CARDIOVASCULAR DISEASE
Restoring mitochondrial function for cardioprotection
Role of Mitophagy in Heart Failure
Mitophagy, the selective degradation of damaged or dysfunctional mitochondria via the autophagy pathway, plays a crucial role in maintaining cardiac health and protecting the heart from stress-induced injury. In cardiomyocytes, which have high energy demands and limited regenerative capacity, efficient removal of defective mitochondria is vital to preserve mitochondrial quality and prevent the accumulation of reactive oxygen species (ROS), which can lead to cell death.

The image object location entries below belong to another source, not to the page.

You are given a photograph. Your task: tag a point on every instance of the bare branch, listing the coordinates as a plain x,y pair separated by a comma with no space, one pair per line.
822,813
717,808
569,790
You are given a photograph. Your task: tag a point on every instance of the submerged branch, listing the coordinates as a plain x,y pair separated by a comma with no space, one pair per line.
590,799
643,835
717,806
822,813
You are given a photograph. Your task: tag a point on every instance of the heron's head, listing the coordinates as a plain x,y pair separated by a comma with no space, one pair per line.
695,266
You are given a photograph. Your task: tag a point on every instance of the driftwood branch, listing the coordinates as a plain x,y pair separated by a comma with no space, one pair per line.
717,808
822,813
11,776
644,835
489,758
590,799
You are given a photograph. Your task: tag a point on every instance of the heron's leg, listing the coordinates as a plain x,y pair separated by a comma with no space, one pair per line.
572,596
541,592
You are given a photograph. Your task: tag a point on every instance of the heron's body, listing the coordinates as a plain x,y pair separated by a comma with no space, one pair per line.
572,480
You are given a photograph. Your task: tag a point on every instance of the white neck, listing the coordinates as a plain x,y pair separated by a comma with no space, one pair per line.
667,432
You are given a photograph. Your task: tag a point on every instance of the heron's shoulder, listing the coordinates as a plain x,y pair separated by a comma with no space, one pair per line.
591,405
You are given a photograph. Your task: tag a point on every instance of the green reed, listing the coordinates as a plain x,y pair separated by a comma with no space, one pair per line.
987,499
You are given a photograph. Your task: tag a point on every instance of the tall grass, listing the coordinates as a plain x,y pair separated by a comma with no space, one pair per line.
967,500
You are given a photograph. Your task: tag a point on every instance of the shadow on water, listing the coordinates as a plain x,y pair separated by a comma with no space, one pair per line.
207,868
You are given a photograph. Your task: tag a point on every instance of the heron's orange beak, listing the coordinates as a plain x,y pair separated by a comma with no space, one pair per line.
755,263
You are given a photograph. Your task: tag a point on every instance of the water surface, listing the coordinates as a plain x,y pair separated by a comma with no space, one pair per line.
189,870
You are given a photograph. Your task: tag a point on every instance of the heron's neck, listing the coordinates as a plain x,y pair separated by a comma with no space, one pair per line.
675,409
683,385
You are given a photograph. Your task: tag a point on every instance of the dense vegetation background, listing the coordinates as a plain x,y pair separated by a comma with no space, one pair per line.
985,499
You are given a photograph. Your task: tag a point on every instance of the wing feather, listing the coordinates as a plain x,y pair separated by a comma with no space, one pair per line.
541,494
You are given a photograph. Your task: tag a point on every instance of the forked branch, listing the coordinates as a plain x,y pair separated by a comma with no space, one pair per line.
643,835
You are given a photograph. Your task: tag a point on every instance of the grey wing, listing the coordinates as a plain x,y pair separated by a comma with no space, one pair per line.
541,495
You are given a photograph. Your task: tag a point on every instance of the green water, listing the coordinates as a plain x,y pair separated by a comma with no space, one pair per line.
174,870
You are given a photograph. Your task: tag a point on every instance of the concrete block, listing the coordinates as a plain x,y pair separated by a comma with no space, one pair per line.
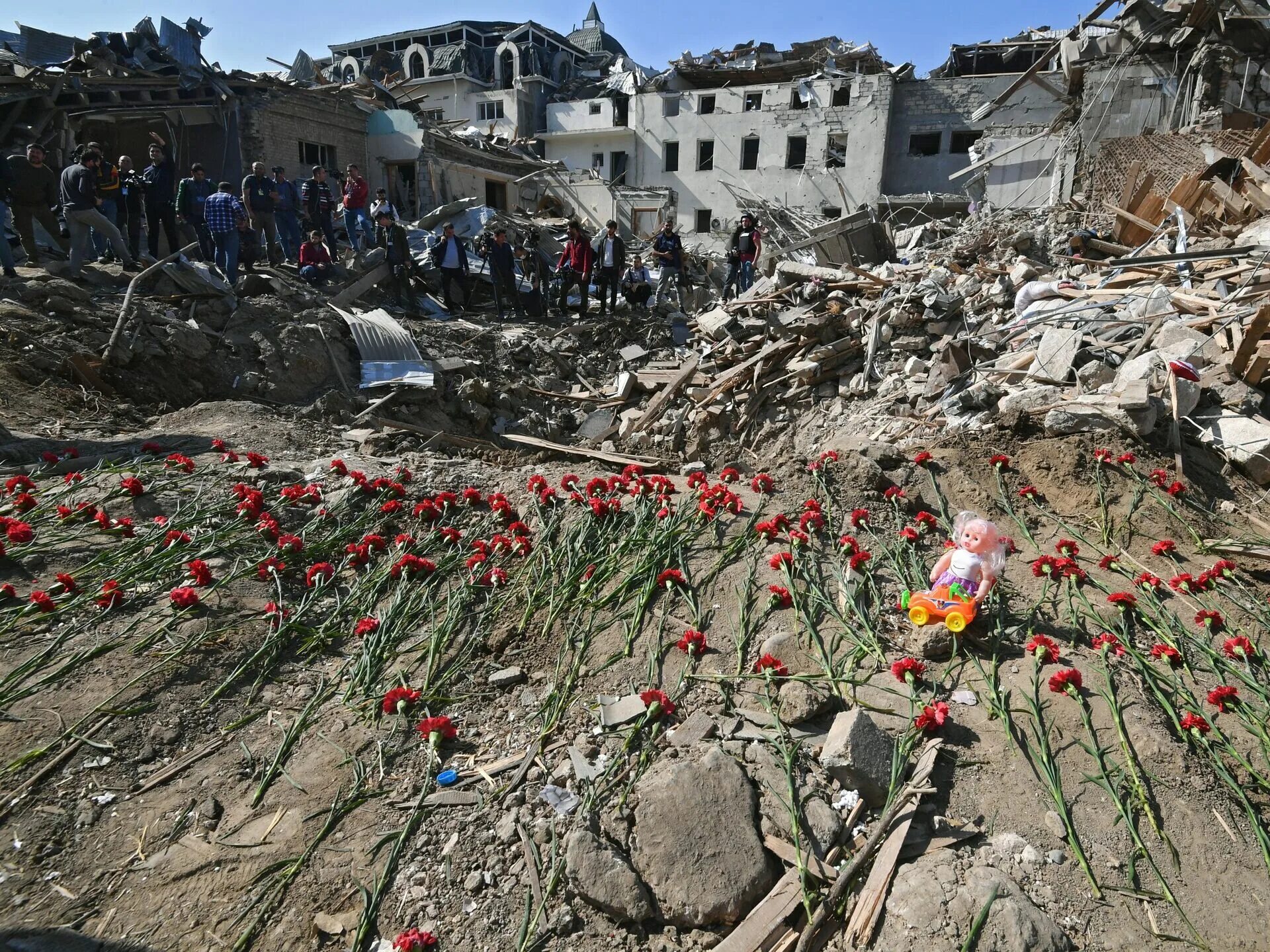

Figure 7. PINK1/Parkin activators are cardioprotective. In a mouse model of heart failure, treatment of mice with PINK1/Parkin activator promotes ubiquitination of OMM proteins which are recognized by mitophagy adapter proteins such as p62/TAX1BP1/OPTN resulting in recruitment of LC3II containing phagophores and subsequent formation of autophagosome and degradation of damaged mitochondria are degraded by mitophagy. Activated Parkin also ubiquitinates and degrades PARIS a repressor of PGC1-α, the master mitochondria transcription factor. PGC1-α enters nucleus and drives transcription of genes resulting in mitochondrial biogenesis. PINK1/Parkin activators improve cardiac function, survival and reduce adverse remodeling ultimately resulting in cardioprotection.
A Pathway Toward Cardioprotection
During cardiac stress conditions such as ischemia-reperfusion injury, enhanced mitophagy helps to limit mitochondrial dysfunction and reduce inflammation, thereby contributing to cardioprotection. Key regulators of mitophagy, including PINK1 and Parkin, coordinate the tagging and clearance of compromised mitochondria. Dysregulation of this pathway has been implicated in the progression of heart failure, making mitophagy an important therapeutic target for improving cardiac resilience and function.